Ghosts and Washing Lines - 09/04/2020

The Fall - Jessie Brennan
These pieces were written during the lockdowns of 2020 and originally published via TinyLetter.
In the poem, Chemical, Jay Bernard speaks of 'ghosts of the now-gone', a competing sense of presence and absence, a binary that Roger Robinson echoes in The Missing, 'they are the city of the missing [...] We, now, the city of the stayed'.
When I look at the council estates destroyed under the wheels of "redevelopment", some obliterated such as the Heygate and some slowly picked apart like Robin Hood Gardens, I think of the missing, of the 'now-gone'. I once stood in the middle of Robin Hood Gardens atop a seesaw in an empty playground; the view in the near distance was of the heart of capital, the City of London, and with this view between my teeth, I breathed in the two wings of the estate pointing east and west, shivering at the sense of emptiness. It was Saturday lunchtime, and it was deathly quiet, the only signs of life the clothes strung from washing lines that criss-crossed the balconies; I thought of the lives shipped out from estates like this to far-flung boroughs, suburbia and beyond. Lots of families from East London are shipped out to Harlow, the New Town where I was born.
Council estates have always been about space. They were about creating places in ballooning cities, where humanity can dwell and foster. But the dream of communities created with 'streets in the sky' has been left to rot and wither, Thatcherism's mantra of there's no such thing as society turning collective thinking around these estates from utopian opportunities, to 'sink estates' and 'problem areas'. So, rather than their decay being a symptom of a fatal theoretical flaw, they have been left to fall into disrepair and unsafe condition.

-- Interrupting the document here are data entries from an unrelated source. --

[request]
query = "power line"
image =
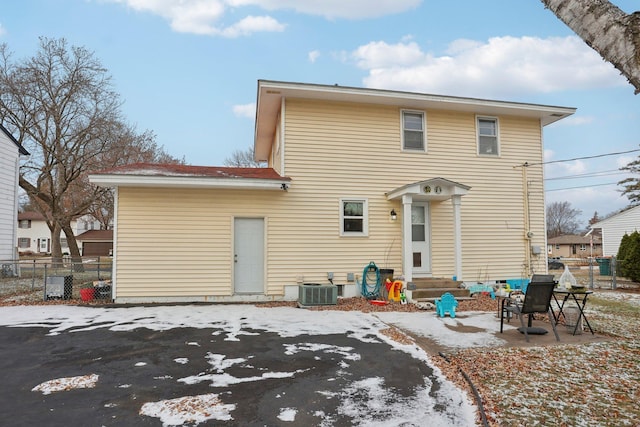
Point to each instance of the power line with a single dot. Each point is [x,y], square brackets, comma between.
[589,175]
[582,186]
[583,158]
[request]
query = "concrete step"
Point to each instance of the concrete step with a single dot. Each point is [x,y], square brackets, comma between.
[433,293]
[436,283]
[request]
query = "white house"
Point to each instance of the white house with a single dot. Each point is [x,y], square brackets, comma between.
[10,153]
[616,226]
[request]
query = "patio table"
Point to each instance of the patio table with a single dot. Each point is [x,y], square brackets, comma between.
[579,296]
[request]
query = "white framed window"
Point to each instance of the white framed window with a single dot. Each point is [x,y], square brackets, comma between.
[353,217]
[488,138]
[413,131]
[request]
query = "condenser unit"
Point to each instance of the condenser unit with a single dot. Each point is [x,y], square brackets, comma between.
[310,295]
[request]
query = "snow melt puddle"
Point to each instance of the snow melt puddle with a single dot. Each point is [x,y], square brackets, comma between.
[189,409]
[66,384]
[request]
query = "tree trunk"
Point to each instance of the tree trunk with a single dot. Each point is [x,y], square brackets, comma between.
[76,259]
[56,249]
[606,29]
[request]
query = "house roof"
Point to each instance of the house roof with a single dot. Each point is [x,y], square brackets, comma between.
[572,239]
[96,235]
[271,94]
[616,217]
[172,175]
[21,149]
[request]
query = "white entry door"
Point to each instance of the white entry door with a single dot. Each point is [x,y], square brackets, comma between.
[248,256]
[420,240]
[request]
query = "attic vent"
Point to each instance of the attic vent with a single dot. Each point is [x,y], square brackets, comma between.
[313,294]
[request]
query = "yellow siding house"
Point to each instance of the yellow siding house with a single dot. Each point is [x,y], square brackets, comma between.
[427,185]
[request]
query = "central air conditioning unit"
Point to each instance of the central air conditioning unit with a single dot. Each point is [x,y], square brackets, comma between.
[316,294]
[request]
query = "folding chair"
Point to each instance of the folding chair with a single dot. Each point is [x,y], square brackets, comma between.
[537,299]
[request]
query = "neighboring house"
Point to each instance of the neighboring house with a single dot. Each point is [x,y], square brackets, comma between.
[574,246]
[10,153]
[34,235]
[96,242]
[427,185]
[616,226]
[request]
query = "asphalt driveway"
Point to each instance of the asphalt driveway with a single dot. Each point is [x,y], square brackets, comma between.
[215,365]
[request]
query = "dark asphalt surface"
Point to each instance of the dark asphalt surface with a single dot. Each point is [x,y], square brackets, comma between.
[139,366]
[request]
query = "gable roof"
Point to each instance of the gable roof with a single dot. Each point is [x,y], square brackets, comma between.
[21,149]
[96,235]
[271,94]
[617,217]
[572,239]
[172,175]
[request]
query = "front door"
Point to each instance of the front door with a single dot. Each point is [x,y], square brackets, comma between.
[248,256]
[420,241]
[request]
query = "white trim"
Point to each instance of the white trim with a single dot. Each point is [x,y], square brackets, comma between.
[424,131]
[497,135]
[365,217]
[123,180]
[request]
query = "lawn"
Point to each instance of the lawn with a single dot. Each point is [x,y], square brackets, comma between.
[564,385]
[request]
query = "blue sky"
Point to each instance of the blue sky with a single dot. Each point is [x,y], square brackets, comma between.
[188,69]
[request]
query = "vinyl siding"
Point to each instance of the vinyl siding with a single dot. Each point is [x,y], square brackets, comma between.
[614,228]
[338,150]
[179,242]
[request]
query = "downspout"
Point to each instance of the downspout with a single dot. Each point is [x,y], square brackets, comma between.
[527,224]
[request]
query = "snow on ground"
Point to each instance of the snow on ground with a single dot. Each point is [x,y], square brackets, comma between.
[235,320]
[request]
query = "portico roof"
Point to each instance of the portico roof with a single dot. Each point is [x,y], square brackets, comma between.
[435,189]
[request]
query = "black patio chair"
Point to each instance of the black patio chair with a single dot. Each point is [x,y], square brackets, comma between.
[537,299]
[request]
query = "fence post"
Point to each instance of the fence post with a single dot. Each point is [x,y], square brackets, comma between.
[613,273]
[44,285]
[33,276]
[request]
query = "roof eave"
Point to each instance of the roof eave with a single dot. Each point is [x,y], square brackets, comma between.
[112,180]
[271,93]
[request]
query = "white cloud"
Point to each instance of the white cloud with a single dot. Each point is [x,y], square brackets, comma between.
[332,9]
[500,67]
[245,110]
[202,17]
[206,16]
[313,56]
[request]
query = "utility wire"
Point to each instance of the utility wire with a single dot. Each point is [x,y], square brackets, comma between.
[582,186]
[582,158]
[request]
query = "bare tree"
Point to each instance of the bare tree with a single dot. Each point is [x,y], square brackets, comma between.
[60,104]
[243,159]
[562,219]
[611,32]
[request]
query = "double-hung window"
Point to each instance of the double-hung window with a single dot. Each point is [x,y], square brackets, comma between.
[488,136]
[353,217]
[413,133]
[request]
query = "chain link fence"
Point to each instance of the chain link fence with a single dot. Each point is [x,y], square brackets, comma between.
[86,279]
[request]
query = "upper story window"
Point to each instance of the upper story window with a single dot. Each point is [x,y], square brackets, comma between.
[353,217]
[413,134]
[488,136]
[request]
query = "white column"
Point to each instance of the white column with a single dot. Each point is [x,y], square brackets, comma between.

Residents have not taken the theft of their homes lying down, campaigns have burgeoned and been fought (such as residents on the New Era and Cressingham Gardens estates), but fighting for your life is tiring and all-encompassing (I've written a novel that no one is seemingly interested in, about this exact thing) and property developers have patience rooted in cash reserves and the grit for legal battle after legal battle. The work of artist Jessie Brennan and particularly her work Regeneration!, captures the humanity behind the concrete, the lives lived beyond the reputations of council estates, and residents are given the space to tell their own stories.
As Nathalie Olah put in her recent brilliant piece for Prospect magazine about the spatial component to the Coronavirus pandemic, capitalist thinking reduces our view to 'individual conquest and opportunity', or as seen in my previous mailing, Sam Riviere remarks that capital is now the index of all meaning. This is a fight of occupation, literally occupying space, but also of the mind. As Lynsey Hanley so aptly puts it in a recent article (read her book Estates, it's amazing): 'Space – how it’s apportioned, how it’s governed, how it’s made available to some and denied to others – is always political'.
Jay Bernard's Surge and Roger Robinson's A Portable Paradise are two of my favourite collections published recently. Surge excavates the New Cross fire of 1981 - a tragedy written out of British history, but Bernard brings to life the indifference of the state to the suffering of the black community - 'I said it in such a whisper [...] I could have put the ground to sleep' they say in Proof. The echoes of the 'New Cross massacre' really hits home in Robinson's poems, the opening poem is dedicated to 'the victims of the Grenfell Tower fire disaster', and in The Portrait Museum, we feel how the lives lived in council flats and houses are seen as disposable by the powerful - 'Many with posters refuse the first day of mourning; as days went on, the wind blew most of them away'.
Both collections are incredibly powerful reckonings with history and an attempt to expand communal consciousness, and both collections fight for this space in our history and who gets to tell that history. So, enjoy a poem from each.
A Portable Paradise by Roger Robinson
And if I speak of Paradise,
then I’m speaking of my grandmother
who told me to carry it always
on my person, concealed, so
no one else would know but me.
That way they can’t steal it, she’d say.
And if life puts you under pressure,
trace its ridges in your pocket,
smell its piney scent on your handkerchief,
hum its anthem under your breath.
And if your stresses are sustained and daily,
get yourself to an empty room – be it hotel,
hostel or hovel – find a lamp
and empty your paradise onto a desk:
your white sands, green hills and fresh fish.
Shine the lamp on it like the fresh hope
of morning, and keep staring at it till you sleep.